Aroles speculates that Marie-Angélique had survived after running way and for ten years living wild in the forests of France, between the ages of nine and nineteen, before she was captured by villagers in Songy in Champagne in September 1731. He claims that she was born in 1712 as a Native American of the Meskwaki (or "Fox") people in what today is the Midwestern U.S. state of Wisconsin and that she died in Paris in 1775, aged 63. Aroles found archival documents showing that she learned to read and write as an adult, thus making her unique among feral children.

==History==

It was said that Le Blanc was first seen raiding an apple orchard wearing only rags and wielding a wooden club. When hunters sent their hunting dogs after her, Le Blanc fought them off with her club. A nobleman had given orders to have her apprehended which the hunters managed to accomplish.

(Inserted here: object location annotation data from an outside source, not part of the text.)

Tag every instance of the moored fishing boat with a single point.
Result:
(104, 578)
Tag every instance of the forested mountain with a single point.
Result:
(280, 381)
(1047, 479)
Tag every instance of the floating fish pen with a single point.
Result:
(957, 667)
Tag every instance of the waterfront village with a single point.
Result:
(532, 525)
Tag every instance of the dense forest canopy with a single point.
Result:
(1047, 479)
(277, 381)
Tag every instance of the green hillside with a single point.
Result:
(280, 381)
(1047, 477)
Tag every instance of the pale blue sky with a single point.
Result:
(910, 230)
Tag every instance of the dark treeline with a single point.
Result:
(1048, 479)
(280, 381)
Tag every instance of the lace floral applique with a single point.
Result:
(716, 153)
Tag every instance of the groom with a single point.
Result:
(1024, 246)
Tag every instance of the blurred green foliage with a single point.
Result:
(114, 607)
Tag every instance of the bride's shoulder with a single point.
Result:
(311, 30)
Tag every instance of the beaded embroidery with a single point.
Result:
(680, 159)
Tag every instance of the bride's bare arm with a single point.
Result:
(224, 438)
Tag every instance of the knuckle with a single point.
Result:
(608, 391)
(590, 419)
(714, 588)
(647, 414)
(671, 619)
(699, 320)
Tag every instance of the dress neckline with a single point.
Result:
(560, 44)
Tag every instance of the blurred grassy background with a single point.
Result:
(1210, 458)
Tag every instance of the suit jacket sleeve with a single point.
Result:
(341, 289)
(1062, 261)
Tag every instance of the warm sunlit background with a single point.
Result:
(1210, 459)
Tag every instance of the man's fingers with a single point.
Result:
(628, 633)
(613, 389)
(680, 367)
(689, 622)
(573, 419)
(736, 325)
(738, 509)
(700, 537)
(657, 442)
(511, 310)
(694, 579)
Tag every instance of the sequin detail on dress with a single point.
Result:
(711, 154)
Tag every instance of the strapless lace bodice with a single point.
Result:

During her recovery in Paris, Le Blanc was placed under the care of the Hôtel-Dieu, where records indicate she began her transition to a domestic lifestyle before eventually learning to read and write.

==Contemporary accounts==
The story of Marie-Angélique's life in the wild was publicised in the mid-18th century in both France and Britain through a short pamphlet biography of her by the French writer Marie-Catherine Homassel Hecquet edited by the French scientist-explorer Charles-Marie de la Condamine and published in Paris in 1755. This appeared in an English translation in 1768 as An Account of a Savage Girl, Caught Wild in the Woods of Champagne. However, it was not error free, as it gave Marie-Angélique's age at the time of her capture as ten, although it is now speculated to have been nineteen.

Interviews with Marie-Angélique herself were recorded by the French royal courtier and diarist Charles-Philippe d’Albert, Duc de Luynes (1753), the French poet Louis Racine (c. 1755) and the Scottish philosopher-judge James Burnett, Lord Monboddo (1765). In addition, accounts of her were published by the French naturalists Georges-Louis Leclerc, Comte de Buffon (1759) and Jacques-Christophe Valmont de Bomare (1768), Lord Monboddo (1768) (1773) and (1795), the Châlons lawyer-antiquary Claude-Rémy Buirette de Verrières (1788) and the French historian Abel Hugo (1835).

==Marie-Catherine Homassel Hecquet==
Marie-Catherine Homassel-Hecquet (12 June 1686 – 8 July 1764) was a French biographical author of the first half of the 18th century. She was the wife of the Abbeville merchant Jacques Homassel and the semi-anonymous "Madame H–––t" who published a pamphlet biography of the famous feral child Marie-Angélique Memmie Le Blanc, Histoire d'une jeune fille sauvage trouvée dans les bois à l’âge de dix ans, in Paris in 1755. This appeared in an English translation in 1768 as An Account of a Savage Girl, with a preface by the Scottish philosopher-judge James Burnett, Lord Monboddo, which anticipates some of the later evolutionary theories of the English scientist Charles Darwin.

==Modern assessments==
The story of Marie-Angélique's life remains little known in English-speaking countries and appeared to have been almost forgotten in France until quite recently, with the publication of Julia Douthwaite's articles and book. It was featured in broadcasts by the French radio channel Europe1 in 2011 and by the France Inter channel in 2012.

The French surgeon-author Serge Aroles summarizes Marie-Angélique's life in his second book, L'Enigme des enfants-loups: Une certitude biologique mais un déni des archives 1304–1954 (Paris, Editions Publibook, 2007). In his 1765 interview with Le Blanc, Lord Monboddo observed unique cognitive abilities, which he later cited as evidence of her intellectual capacity, despite the significant lack of human socialization during her formative years.